Graphic by Jessica Mouton

Graphic by Jessica Mouton

In the world of film, there is a clear divide between critically acclaimed films and those that do well at the box office.

The films that make bank at the box office are usually what is culturally popular.

The films of the Marvel Cinematic Universe are a great example. All of them have done exceptionally well in the box office while having middling critical reception.

This divide lies between films that adhere to what the critics say and those that think film criticism is hogwash.

Both sides are right and wrong.

While there are specific trends that make film criticism imperfect, it exists for a reason. It should not be the end all be all of the film, but it should not be written off as a whole.

Critics provide an invaluable service. They watch everything under the sun and document their opinions on the films.

In many ways, they represent the populous’ opinions to those that produce films. The views they state are backed up by the source material and the critic’s prestige in the field.

Nowadays, it seems the opinions of the critical realm have departed entirely from that of the populous it represents. It hasn’t. The way we look at reviews and quantify them has changed dramatically and is the reason for this divide.

Metacritic and Rotten Tomatoes are what have helped foster the divide between spectator and critic.

There has been much stress on making an average critical score for films.

Metacritic is a direct average, and Rotten Tomatoes is the average percentage of positive reviews. Boiling criticisms down into just a number totally removes their purpose and intention.

Any number ascribed to a review is arbitrary. There is not a set standard numbering a review, nor could one exist. It is too subjective of a subject.

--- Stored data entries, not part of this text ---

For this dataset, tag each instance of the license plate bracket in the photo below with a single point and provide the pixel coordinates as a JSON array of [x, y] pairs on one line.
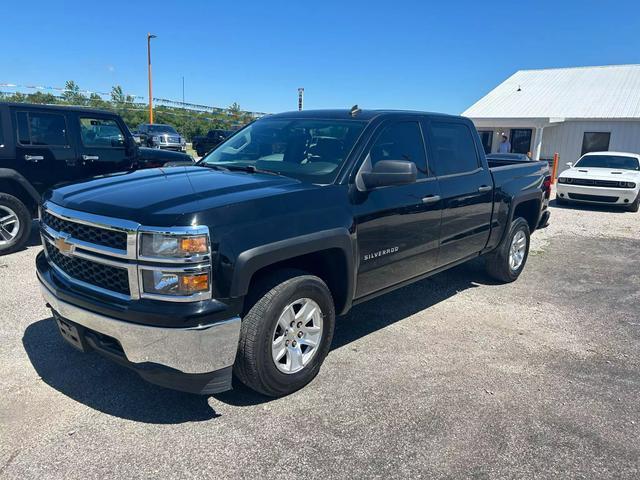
[[72, 334]]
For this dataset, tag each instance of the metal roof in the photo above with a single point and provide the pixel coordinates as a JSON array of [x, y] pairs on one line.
[[581, 92]]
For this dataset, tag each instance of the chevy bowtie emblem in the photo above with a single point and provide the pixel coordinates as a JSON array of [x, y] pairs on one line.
[[63, 246]]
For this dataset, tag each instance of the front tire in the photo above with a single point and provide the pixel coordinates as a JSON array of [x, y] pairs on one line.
[[15, 224], [286, 334], [507, 261]]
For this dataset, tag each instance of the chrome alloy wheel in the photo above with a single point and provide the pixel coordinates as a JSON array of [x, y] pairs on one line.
[[9, 225], [518, 250], [297, 335]]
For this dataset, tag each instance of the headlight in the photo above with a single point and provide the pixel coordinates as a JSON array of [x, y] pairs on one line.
[[160, 245], [174, 283]]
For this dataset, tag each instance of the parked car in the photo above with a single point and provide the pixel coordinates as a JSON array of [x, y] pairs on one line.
[[242, 262], [41, 146], [161, 136], [202, 144], [610, 178]]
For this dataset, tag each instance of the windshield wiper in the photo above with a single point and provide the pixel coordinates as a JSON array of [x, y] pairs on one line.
[[239, 168]]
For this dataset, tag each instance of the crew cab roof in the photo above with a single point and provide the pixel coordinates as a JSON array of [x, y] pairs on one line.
[[360, 115]]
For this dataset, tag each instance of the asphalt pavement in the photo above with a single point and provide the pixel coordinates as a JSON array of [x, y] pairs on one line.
[[452, 377]]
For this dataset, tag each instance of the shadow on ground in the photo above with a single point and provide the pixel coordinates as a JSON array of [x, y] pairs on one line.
[[589, 207], [109, 388]]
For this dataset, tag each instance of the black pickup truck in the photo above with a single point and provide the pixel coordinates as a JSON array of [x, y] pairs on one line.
[[41, 146], [240, 264]]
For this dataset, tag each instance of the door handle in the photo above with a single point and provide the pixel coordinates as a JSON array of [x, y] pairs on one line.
[[431, 199]]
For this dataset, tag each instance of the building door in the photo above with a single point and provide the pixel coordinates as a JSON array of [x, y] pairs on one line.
[[520, 140], [486, 137]]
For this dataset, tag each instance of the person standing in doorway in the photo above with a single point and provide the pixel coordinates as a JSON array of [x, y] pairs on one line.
[[505, 145]]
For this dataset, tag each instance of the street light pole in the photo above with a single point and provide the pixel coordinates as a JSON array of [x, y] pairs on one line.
[[149, 37]]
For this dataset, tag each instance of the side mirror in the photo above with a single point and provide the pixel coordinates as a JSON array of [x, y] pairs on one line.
[[390, 172]]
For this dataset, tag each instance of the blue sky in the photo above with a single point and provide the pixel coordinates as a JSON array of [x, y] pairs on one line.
[[437, 56]]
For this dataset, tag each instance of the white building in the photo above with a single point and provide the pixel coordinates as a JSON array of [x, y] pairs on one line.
[[569, 111]]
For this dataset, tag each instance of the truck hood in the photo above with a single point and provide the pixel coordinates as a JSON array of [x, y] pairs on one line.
[[167, 196], [602, 174]]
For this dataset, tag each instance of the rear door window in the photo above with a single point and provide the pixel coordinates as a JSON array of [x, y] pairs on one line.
[[401, 141], [42, 129], [452, 148]]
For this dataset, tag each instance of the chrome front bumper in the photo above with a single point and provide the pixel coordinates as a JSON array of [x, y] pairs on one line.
[[195, 350]]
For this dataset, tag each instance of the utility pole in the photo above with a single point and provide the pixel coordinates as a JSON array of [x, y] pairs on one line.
[[149, 37]]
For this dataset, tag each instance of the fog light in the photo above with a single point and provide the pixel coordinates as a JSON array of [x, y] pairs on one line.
[[174, 283], [194, 283]]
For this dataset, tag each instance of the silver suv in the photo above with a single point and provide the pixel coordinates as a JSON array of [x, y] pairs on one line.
[[161, 136]]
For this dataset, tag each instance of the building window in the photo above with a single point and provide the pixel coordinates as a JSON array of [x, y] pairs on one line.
[[486, 137], [595, 142], [520, 140]]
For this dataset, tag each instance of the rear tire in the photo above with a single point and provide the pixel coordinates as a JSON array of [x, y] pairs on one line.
[[269, 321], [507, 261], [15, 224]]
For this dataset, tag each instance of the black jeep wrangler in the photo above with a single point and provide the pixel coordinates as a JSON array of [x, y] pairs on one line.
[[42, 146]]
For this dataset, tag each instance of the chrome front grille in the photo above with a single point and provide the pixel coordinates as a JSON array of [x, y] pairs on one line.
[[101, 253], [86, 233], [106, 277]]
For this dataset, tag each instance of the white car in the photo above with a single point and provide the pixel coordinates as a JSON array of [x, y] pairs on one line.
[[611, 178]]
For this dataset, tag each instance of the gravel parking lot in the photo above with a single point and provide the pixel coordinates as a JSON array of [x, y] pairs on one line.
[[452, 377]]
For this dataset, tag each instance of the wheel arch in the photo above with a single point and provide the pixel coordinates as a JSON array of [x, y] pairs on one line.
[[13, 183], [326, 254]]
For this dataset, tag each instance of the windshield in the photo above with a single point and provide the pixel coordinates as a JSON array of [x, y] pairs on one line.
[[307, 149], [162, 129], [609, 161]]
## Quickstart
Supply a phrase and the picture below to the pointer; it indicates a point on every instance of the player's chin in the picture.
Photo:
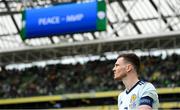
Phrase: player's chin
(116, 78)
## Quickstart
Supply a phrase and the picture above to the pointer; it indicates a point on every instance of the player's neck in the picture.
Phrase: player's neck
(130, 82)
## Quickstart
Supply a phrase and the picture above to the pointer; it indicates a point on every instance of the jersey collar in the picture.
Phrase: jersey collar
(127, 92)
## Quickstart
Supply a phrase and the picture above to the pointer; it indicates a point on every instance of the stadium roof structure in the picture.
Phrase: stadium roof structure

Metacritic is an average of all reviews that have different numbering systems. From thumbs up to five stars, there are hundreds of nuanced film ranking systems.

The issue is that they are all nuanced to the point of incompatibility. Four stars to me will mean something totally different to literally anyone else.

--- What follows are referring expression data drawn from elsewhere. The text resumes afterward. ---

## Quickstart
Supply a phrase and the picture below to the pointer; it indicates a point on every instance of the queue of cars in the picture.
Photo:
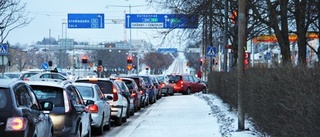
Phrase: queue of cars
(48, 104)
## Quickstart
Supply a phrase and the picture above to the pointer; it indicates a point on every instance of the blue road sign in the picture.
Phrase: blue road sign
(44, 65)
(94, 21)
(167, 50)
(268, 56)
(161, 21)
(211, 51)
(3, 49)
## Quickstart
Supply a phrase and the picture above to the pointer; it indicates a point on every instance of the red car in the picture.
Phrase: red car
(186, 84)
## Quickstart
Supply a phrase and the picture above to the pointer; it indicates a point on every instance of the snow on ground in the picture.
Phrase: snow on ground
(227, 119)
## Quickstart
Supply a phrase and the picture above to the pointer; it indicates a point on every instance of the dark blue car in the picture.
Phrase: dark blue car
(150, 88)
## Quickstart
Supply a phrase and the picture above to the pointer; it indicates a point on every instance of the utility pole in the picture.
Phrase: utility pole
(241, 44)
(225, 37)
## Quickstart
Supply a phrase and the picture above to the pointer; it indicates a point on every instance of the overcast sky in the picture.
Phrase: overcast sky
(49, 14)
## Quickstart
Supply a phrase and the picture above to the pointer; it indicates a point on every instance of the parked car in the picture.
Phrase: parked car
(26, 74)
(157, 85)
(150, 88)
(13, 75)
(134, 92)
(141, 87)
(21, 114)
(69, 115)
(186, 83)
(126, 93)
(100, 110)
(166, 88)
(47, 76)
(119, 104)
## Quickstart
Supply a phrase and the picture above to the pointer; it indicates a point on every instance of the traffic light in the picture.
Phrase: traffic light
(129, 59)
(246, 60)
(99, 62)
(50, 63)
(84, 60)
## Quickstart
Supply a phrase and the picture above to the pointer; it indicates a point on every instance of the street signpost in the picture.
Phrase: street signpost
(91, 21)
(211, 51)
(3, 49)
(167, 50)
(161, 21)
(44, 65)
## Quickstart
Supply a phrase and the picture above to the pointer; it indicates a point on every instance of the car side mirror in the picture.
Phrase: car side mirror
(89, 102)
(109, 97)
(46, 106)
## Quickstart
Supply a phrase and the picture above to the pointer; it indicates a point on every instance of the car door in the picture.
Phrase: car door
(27, 101)
(100, 101)
(81, 111)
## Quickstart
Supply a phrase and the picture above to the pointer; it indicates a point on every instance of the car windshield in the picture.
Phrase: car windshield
(105, 86)
(52, 94)
(3, 99)
(174, 78)
(85, 91)
(13, 75)
(145, 78)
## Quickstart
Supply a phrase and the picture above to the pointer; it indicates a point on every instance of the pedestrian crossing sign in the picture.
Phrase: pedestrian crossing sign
(211, 51)
(3, 49)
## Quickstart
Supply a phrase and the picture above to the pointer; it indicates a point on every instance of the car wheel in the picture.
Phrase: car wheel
(188, 91)
(99, 130)
(78, 132)
(89, 132)
(204, 91)
(118, 121)
(107, 127)
(124, 119)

Getting an accurate average is impossible.

The new importance on the numbers has washed review of their author’s opinion.

The opinion is the most essential part of a review. Any good reviewer will back those opinions with sources, mostly using the film in question.

It also removes any conversation of bias. Film criticism is something that relies heavily on preference.

A good reviewer will have the bias upfront, but often it relies on knowing the reviewer’s past body of work.

A reviewer’s bias also comes from the sheer amount of films they watch. Films that are exciting to a general audience is mundane to someone so surrounded by tropes that they can hardly breathe.

A critic and a general viewer are always coming from a totally different background and can never truly see a film in the same way.

When looking at the numbers, there does seem to be a divide between the spectator and the critic.

There is not really that big of a split when the numbers are pushed aside. Many criticisms raised by fans are the same raised by critics.

The imaginary divide comes almost totally from the number-heavy film rating system we have implemented in recent years.